The JDY must see itself as a mission to deliver mainstream financial and risk management solutions, albeit in sachets instead of full bottles, to low income excluded households. The quality of the content of each sachet should be identical to the contents of the bottle. And the pricing should be proportional.
To start with, someone will need to meet the household to explain the importance of old age savings, emergency credit, life and health insurance, saving for known future expenses, etc. And also why, if the person wants these benefits, she will require a bank account. That way, banking will not be the end of the road. Simply the beginning of a genuinely useful journey towards financial empowerment and independence. In this way, a person would clearly see and therefore use her bank account not only for banking services, but more importantly as a channel to save for her old age or for her children’s education.
In all this, a target beneficiary should not interact with an army of institutions, each armed with its own unique supply-side piece of the financial inclusion ecosystem.
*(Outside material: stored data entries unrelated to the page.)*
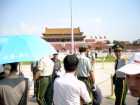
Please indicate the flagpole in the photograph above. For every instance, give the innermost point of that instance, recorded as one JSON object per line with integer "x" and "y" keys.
{"x": 72, "y": 36}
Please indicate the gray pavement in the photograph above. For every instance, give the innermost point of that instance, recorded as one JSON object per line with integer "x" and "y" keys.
{"x": 103, "y": 72}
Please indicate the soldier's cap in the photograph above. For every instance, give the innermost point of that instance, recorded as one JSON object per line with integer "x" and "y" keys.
{"x": 117, "y": 47}
{"x": 133, "y": 66}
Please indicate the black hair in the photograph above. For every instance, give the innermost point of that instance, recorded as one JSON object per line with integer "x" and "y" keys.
{"x": 13, "y": 66}
{"x": 70, "y": 63}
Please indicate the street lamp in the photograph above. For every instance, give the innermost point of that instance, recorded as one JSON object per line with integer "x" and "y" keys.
{"x": 72, "y": 36}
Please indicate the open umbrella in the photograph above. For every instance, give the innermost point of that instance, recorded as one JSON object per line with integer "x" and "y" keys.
{"x": 19, "y": 48}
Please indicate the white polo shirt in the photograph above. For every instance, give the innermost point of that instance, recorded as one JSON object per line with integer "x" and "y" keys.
{"x": 68, "y": 90}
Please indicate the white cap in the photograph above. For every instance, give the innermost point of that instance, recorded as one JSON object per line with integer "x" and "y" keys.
{"x": 133, "y": 66}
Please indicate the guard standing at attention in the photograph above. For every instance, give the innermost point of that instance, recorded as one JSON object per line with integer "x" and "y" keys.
{"x": 119, "y": 79}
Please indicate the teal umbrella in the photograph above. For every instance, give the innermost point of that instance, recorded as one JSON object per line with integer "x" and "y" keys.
{"x": 20, "y": 48}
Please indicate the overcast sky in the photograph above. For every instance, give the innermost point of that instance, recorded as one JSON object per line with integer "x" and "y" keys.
{"x": 115, "y": 19}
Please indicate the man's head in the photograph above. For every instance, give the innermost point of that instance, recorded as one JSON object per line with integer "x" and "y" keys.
{"x": 70, "y": 63}
{"x": 117, "y": 50}
{"x": 132, "y": 71}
Instead, her interface should be a simple and convenient single window through which she would get everything—product information, a bank account, multiple financial services, account statements, periodic information and reminders, and effective complaints resolution. There is a critical role, therefore, for front-end integration of the financial inclusion ecosystem from an individual’s perspective. And an equally critical role for someone to interface with the ecosystem providers at the back-end, periodically gather both supply- and demand-side data, and monitor implementation, adoption and utilisation from a policy goals perspective.
The UIDAI can play a pivotal role in this process as the glue that binds both demand and supply. Presumably, individual applications for a bank account, insurance, pension, savings or credit products would be linked to a person’s e-KYC at the front-end using her Aadhaar number. Thereafter, she could use her own prepaid card or mobile wallet to deposit cash into her bank account from any convenient BC location as per her unique cashflow—regardless of where she works or lives over time. At the back-end, her bank would periodically sweep her committed contributions from her account using a standing instruction mandate, and transmit her savings to each product provider selected by her.
When she needs her savings back or when her pension or insurance benefits are due, she would not need to go through a cumbersome process or wait endlessly. Her money would be swiftly and directly delivered into her own UID-linked bank account. She would simply use her debit card at an ATM to withdraw her money. She should have a toll-free helpline number to call if she has an insurance claim or a complaint or wants to know the balance in her pension account.